Lesson 2 In-Class Discussion

Gaurav85 · November 7, 2017, 5:06am

How do we do the SSH with Cygwin? I have win 7 machine.

charlielee · November 7, 2017, 5:07am

Even · November 7, 2017, 5:08am

@jeremy For those of us with home machines that are designed for deep learning is there a list of packages that are installed in the ami?

I built a deep learning box after the last course and I want to get it setup equivalent to the ami.

charlielee · November 7, 2017, 5:08am

install the environment based on the environment.yml file.
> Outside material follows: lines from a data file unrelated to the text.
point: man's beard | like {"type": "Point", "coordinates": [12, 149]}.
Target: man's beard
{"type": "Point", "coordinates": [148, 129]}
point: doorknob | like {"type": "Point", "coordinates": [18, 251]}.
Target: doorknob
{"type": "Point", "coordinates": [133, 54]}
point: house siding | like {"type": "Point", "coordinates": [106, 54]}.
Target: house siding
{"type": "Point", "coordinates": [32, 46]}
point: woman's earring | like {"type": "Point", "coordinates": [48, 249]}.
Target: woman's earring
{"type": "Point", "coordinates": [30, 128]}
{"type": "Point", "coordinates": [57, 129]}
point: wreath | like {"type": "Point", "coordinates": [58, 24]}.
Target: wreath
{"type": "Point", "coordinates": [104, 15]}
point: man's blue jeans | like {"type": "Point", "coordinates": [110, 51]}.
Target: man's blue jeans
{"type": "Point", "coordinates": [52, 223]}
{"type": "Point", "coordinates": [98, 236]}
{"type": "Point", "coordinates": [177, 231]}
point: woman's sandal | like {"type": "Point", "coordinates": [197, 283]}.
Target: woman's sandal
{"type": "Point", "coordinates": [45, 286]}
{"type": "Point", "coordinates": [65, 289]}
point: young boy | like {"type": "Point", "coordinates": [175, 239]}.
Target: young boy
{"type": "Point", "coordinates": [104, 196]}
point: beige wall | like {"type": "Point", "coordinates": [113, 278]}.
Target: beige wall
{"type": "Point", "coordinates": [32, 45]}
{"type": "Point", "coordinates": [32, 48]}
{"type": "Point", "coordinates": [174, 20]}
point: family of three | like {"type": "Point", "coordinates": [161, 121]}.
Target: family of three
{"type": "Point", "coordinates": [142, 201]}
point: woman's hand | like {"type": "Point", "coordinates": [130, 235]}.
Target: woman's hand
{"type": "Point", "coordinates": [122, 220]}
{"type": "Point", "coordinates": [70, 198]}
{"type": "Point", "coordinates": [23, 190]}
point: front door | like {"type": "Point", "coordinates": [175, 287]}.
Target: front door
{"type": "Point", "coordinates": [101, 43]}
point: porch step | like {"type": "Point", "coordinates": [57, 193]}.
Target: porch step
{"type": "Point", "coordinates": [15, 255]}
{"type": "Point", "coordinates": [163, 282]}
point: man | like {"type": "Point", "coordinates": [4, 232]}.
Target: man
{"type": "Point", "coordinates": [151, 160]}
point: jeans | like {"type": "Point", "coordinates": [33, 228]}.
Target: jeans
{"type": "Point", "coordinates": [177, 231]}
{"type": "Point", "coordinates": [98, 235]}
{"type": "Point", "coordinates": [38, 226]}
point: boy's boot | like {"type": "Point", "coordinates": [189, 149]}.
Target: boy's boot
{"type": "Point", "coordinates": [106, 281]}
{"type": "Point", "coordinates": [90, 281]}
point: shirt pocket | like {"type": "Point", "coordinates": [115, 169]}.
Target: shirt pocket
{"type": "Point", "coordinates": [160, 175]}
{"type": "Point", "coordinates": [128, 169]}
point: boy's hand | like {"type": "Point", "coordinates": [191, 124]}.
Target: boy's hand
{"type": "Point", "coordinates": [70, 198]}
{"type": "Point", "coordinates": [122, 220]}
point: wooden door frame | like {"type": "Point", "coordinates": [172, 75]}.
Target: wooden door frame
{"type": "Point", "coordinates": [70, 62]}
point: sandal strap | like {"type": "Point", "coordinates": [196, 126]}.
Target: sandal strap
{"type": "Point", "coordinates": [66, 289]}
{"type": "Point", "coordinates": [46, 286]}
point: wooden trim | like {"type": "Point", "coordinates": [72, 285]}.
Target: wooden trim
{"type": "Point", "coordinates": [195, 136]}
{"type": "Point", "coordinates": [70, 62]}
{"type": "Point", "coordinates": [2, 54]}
Git clone the fastai repo.
Run the following command (found that you will need a *nix system as some packages are not supported on windows) conda env create -f environment.yml
activate the env & run pip install -r requirements.txt to install the python packages needed
???
profit.

KevinB · November 7, 2017, 5:11am

use that conda command that he did, conda env update There is also a way to initially create a conda environment, but I am not remembering it off the top of my head, hopefully somebody else remembers, but basically you point that to environment.yml file and it magically installs everything into a new environment. It is really slick and awesome.

Note: The conda env update must be done in the same directory as the environment.yml.

satya · November 7, 2017, 5:13am

Any idea where to get the pretrained resnext50 model from? It doesn’t seem to be on model zoo.

Edit: Found this github project (https://github.com/clcarwin/convert_torch_to_pytorch) that can convert the model available here (https://github.com/facebookresearch/ResNeXt) to one fastai can use.

suvash · November 7, 2017, 5:21am

Thanks again @jeremy and @yinterian for this lesson.

I have a couple of general/ML questions, in the context of Deep learning.

I see that we picked up 20% of data for validation in one of the examples. What about things like cross-validation and things like k-fold validation ? Is it too much to compute perhaps ?
We are using Accuracy to measure model efficiency. I’m assuming this is (True Positives+True Negatives)/Total. Just curious, is it uncommon/complicated to use other measures, things like Precision, Recall, PR curve, AUC(ROC curve) etc. ?
How do we deal with unbalanced classes ? (I think Jeremy mentioned a paper on balancing datasets.)

Even · November 7, 2017, 5:33am

Thanks @charlielee this was very helpful.

ravivijay · November 7, 2017, 5:55am

Reg. point 3, Jeremy said that the paper suggests just copying the classes underrepresented to increase their count. I want to experiment with some sort of data augmentation tricks + copying too.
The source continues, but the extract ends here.